There’s almost no voice acting in Shibuya Scramble, very little video, and only a series of stills to depict all the character interactions.

I’m only a few hours in, but I have to say, somehow, it all works. I want to know more about the characters, find out exactly how their threads connect, and also see the branching paths. One action, or one choice to refrain from acting, causes different possibilities that reveal more about who each of them are.

But there’s another reason I’m so intrigued, and it’s the way Shibuya Scramble reminded me of something from my past.

A long, long time ago, back when I worked at LucasArts, a couple of us wanted to do a side project. So we came up with the idea of telling fictional stories through photographs, similar to Shibuya Scramble.

They were called ‘webphotas’ (don’t scoff too hard, ha ha) and were put online as a way of bridging traditional text stories with visual imagery.

We did a few different stories. One, called Searching for Normalcy, was about a guy meeting a bunch of strangers at payphones throughout San Francisco.

Dark Serenity was a noir science fiction story about a detective who has to bring someone back from the dead to solve their murder. And Trois Soeur was a whimsical tale about three sisters and the dreams they have. We asked fellow co-workers to star in them, spending our afterhours working on these projects.

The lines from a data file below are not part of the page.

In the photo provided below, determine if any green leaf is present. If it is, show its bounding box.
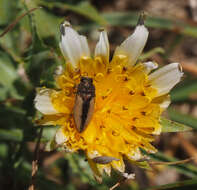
[0,129,23,142]
[0,0,17,25]
[0,53,17,86]
[160,118,192,132]
[145,178,197,190]
[168,108,197,130]
[142,150,197,177]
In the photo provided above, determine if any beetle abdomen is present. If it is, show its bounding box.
[73,77,95,133]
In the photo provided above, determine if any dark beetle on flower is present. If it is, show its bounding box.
[73,77,95,133]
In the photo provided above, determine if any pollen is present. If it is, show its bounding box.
[35,16,183,182]
[51,54,162,162]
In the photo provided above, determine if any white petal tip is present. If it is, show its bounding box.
[149,63,183,96]
[34,88,58,115]
[122,173,135,179]
[55,128,67,145]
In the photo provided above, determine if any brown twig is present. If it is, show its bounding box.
[28,127,43,190]
[0,7,42,38]
[109,178,124,190]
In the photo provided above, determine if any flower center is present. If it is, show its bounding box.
[52,56,161,156]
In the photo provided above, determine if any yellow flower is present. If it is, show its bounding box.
[35,15,183,180]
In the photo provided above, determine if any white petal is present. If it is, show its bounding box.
[159,96,171,109]
[142,61,158,74]
[34,88,58,115]
[149,63,183,96]
[55,65,64,76]
[55,128,67,144]
[59,22,90,67]
[80,35,90,57]
[94,31,109,61]
[103,164,111,176]
[115,25,148,65]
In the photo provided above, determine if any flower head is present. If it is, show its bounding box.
[35,14,183,180]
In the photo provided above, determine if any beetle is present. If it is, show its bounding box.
[73,76,95,133]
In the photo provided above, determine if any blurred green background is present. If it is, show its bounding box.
[0,0,197,190]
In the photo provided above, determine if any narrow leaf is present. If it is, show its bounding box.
[160,118,192,132]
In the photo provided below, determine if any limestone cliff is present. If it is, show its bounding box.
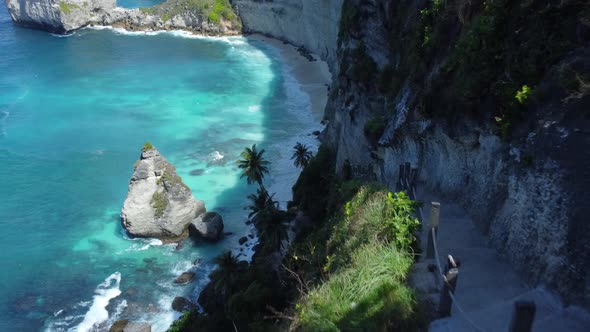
[233,0,342,72]
[325,0,590,306]
[121,143,209,240]
[6,0,241,35]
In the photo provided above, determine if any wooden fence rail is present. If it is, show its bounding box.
[397,162,536,332]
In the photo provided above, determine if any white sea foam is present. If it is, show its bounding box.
[50,32,75,38]
[85,25,248,46]
[116,234,164,255]
[74,272,121,332]
[248,105,260,113]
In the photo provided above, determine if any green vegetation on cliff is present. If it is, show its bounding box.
[59,1,80,15]
[170,148,424,331]
[139,0,241,27]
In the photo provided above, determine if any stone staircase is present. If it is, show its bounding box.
[410,186,590,332]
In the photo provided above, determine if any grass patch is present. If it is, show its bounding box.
[141,142,156,152]
[151,191,168,218]
[206,0,235,23]
[59,1,80,15]
[139,7,156,15]
[157,164,189,189]
[151,0,241,27]
[298,243,419,331]
[295,188,423,331]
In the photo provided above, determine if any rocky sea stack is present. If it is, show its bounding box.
[121,143,223,242]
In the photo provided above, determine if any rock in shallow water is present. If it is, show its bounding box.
[189,168,205,176]
[172,296,196,312]
[174,271,195,284]
[121,144,205,239]
[109,319,152,332]
[189,212,223,240]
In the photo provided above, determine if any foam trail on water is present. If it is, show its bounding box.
[75,272,121,332]
[85,25,248,46]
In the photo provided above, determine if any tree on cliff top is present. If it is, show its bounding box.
[238,144,270,187]
[291,142,313,168]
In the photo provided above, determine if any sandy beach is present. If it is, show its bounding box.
[246,34,332,122]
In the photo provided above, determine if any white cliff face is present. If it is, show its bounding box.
[121,149,205,239]
[6,0,240,35]
[233,0,343,73]
[6,0,61,30]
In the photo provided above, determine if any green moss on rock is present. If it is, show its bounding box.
[151,191,168,218]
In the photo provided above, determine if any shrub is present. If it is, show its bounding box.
[364,116,385,142]
[325,186,420,271]
[514,84,533,105]
[350,44,377,84]
[293,145,335,222]
[59,1,80,15]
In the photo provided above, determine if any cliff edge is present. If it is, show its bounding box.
[6,0,242,35]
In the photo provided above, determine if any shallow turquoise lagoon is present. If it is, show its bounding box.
[0,6,317,331]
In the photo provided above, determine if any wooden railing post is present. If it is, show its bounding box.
[397,164,406,191]
[509,301,537,332]
[410,167,418,187]
[426,202,440,258]
[438,267,459,317]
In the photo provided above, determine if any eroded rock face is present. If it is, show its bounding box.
[6,0,241,35]
[121,147,205,240]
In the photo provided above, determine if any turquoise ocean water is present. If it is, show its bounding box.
[0,5,318,331]
[117,0,164,8]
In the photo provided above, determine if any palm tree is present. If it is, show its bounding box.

They were a blast, and so much fun to do. But they were also incredibly difficult to prepare for. It took a whole lot of time to write the story, prepare the story boards, scout the sets (all of which was done guerilla style), and find the right people.

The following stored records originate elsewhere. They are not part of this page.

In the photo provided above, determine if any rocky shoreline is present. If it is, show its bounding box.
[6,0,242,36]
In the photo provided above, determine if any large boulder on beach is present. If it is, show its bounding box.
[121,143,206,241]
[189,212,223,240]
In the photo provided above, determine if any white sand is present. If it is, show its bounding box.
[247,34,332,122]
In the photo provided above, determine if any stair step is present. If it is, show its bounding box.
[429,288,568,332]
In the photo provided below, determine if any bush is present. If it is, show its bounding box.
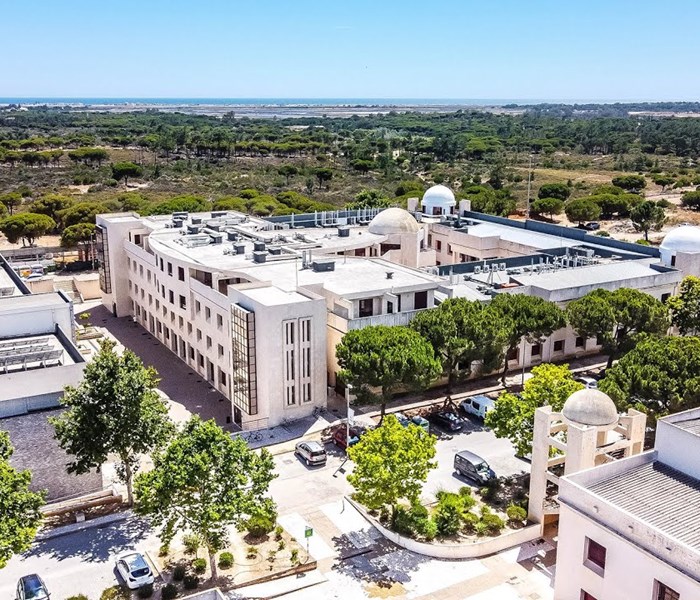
[173,565,187,581]
[182,575,199,590]
[506,504,527,524]
[192,558,207,574]
[182,535,199,554]
[160,583,177,600]
[219,552,233,569]
[245,515,275,537]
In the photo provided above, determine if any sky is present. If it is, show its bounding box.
[0,0,700,100]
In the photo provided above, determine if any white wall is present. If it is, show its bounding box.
[554,506,700,600]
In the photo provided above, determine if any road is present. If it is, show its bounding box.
[0,422,527,600]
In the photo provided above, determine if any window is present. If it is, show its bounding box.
[360,298,374,317]
[413,291,428,310]
[654,581,681,600]
[583,538,606,576]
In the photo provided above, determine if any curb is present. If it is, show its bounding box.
[35,512,131,542]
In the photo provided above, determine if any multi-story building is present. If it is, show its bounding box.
[97,186,700,428]
[554,409,700,600]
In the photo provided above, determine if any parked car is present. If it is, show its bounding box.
[333,425,368,450]
[574,375,598,390]
[117,552,154,590]
[294,441,328,467]
[459,394,496,421]
[16,573,51,600]
[454,450,496,484]
[394,412,430,433]
[430,410,462,431]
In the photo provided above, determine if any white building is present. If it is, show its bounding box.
[554,409,700,600]
[97,186,682,428]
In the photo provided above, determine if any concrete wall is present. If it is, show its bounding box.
[554,505,700,600]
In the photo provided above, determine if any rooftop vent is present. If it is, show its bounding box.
[311,259,335,273]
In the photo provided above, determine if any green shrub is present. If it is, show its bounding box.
[100,585,131,600]
[245,515,275,537]
[182,535,199,554]
[462,512,479,533]
[160,583,177,600]
[506,504,527,524]
[416,518,438,542]
[219,552,233,569]
[173,565,187,581]
[192,558,207,575]
[481,514,506,535]
[433,494,462,536]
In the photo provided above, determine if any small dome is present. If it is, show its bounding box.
[661,225,700,252]
[369,208,420,235]
[561,388,618,427]
[421,185,457,208]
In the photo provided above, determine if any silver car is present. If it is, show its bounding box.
[294,442,328,467]
[117,552,154,590]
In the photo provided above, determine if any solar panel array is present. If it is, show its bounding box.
[0,337,63,373]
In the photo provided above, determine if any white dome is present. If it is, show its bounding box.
[421,185,457,208]
[369,208,420,235]
[661,225,700,252]
[561,388,618,427]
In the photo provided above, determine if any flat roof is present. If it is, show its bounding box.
[585,461,700,550]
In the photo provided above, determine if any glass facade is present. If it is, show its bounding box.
[231,304,258,415]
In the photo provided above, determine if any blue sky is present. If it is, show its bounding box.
[0,0,700,100]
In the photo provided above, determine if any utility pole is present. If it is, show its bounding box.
[525,154,532,219]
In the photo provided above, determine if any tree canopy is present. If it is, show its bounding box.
[0,431,44,569]
[484,363,583,456]
[600,336,700,426]
[136,416,276,579]
[411,298,505,393]
[335,325,441,418]
[348,415,437,509]
[668,275,700,335]
[488,294,566,385]
[630,200,668,241]
[49,340,173,505]
[566,288,669,367]
[0,213,56,246]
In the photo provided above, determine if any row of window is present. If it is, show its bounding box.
[581,537,681,600]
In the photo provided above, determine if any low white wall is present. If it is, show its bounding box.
[348,498,542,559]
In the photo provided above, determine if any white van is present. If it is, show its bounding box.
[459,394,496,421]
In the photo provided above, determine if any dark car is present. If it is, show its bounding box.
[16,573,51,600]
[430,410,463,431]
[454,450,496,484]
[333,425,367,450]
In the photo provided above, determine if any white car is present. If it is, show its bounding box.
[117,552,155,590]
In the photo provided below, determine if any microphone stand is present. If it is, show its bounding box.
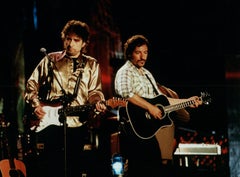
[59,59,85,177]
[40,48,86,177]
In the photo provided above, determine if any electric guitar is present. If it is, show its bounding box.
[30,97,126,132]
[119,92,211,139]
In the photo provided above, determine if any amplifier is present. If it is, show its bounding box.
[174,143,221,155]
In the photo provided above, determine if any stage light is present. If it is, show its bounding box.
[112,154,124,177]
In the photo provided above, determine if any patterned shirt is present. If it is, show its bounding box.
[114,60,161,98]
[25,51,104,127]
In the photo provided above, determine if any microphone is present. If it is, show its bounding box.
[40,47,52,61]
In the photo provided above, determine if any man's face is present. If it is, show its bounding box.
[131,44,148,68]
[63,33,86,57]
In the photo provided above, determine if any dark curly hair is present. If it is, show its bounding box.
[124,34,149,60]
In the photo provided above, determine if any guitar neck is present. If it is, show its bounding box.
[164,97,202,113]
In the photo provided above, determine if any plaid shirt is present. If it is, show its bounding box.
[114,60,161,98]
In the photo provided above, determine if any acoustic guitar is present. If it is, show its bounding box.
[119,92,211,139]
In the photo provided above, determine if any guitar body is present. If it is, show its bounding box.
[0,158,27,177]
[29,98,126,132]
[119,95,173,139]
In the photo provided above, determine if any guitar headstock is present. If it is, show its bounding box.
[201,92,212,105]
[106,97,127,109]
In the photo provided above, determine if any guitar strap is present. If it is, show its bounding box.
[145,74,159,95]
[73,56,86,98]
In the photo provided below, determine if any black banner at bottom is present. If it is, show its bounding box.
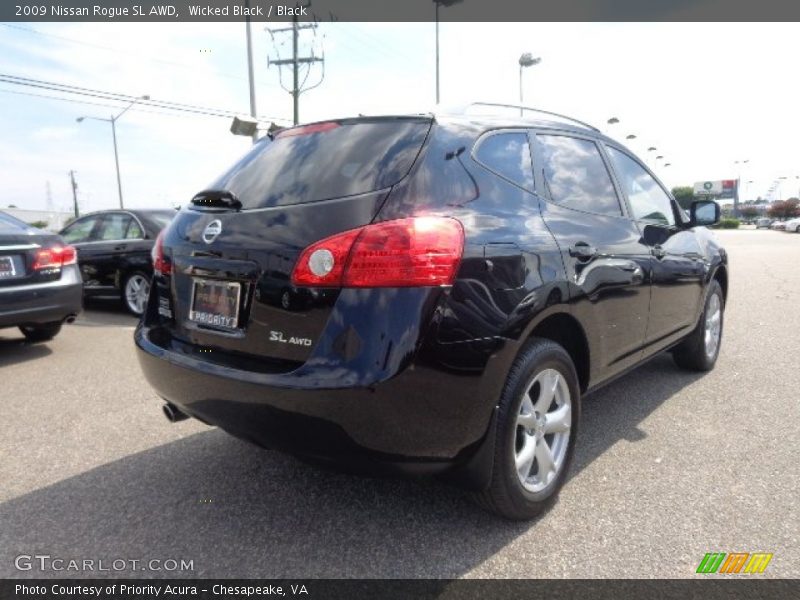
[0,576,800,600]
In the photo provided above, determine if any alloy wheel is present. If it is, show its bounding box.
[125,273,150,315]
[705,294,722,358]
[514,369,572,492]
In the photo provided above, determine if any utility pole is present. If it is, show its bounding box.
[267,2,325,125]
[69,171,80,219]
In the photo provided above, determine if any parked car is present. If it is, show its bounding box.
[783,217,800,233]
[135,108,728,519]
[61,210,175,316]
[0,211,83,342]
[756,218,772,229]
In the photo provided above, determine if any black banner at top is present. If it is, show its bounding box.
[0,0,800,23]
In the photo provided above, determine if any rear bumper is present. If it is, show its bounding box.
[134,324,502,487]
[0,265,83,327]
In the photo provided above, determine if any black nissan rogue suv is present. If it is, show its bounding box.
[135,105,728,519]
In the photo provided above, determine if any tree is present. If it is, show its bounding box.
[767,198,800,219]
[672,186,695,210]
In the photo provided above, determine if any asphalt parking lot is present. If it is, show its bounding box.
[0,230,800,578]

I loved exploring different parts of San Francisco and the North Bay, finding places with distinctive architecture, and trying to frame stories around these unique settings.

Once that was all set, we had to do the actual shooting, which always ended up taking much longer than we’d scheduled for. We had expensive digital cameras for the time, but they were very limited.

Smartphone cameras these days take better pictures than what we had. We asked friends at LucasArts to add additional visual effects, like smoke and fire blasts.

After I began playing through Shibuya Scramble, I wrote to some of the people I worked on the webphotas with, and joked we had picked the wrong medium and should have done visual novels instead.

I laughed with them about the time we went to the trash bins behind work at midnight to shoot a night scene and had to run extension cords from the warehouse, to the time when a very friendly actress was unable to do an angry gesture without bursting into laughter every few seconds.

Obviously, Shibuya Scramble is leaps beyond what we were doing back then. But I had a deep appreciation for the work. As the game’s producer Koichi Nakamura said in an interview with Polygon: “In many ways, this method of creating still images one-by-one is even more labour-intensive than a video shoot.”

And I understood that perfectly. You’re always trying to get people to pose in a way that’s best for the story. Getting them to hold that pose while you get the lighting right and snapping different camera angles is difficult.

Try holding a smile for longer than five seconds while a camera’s pointed at you, and you’ll know what I mean.

I’m totally intrigued by the storytelling in Shibuya Scramble. I’m excited to see where all the timelines take me, but most importantly, am appreciative for the way it reminded me of an episode from my past.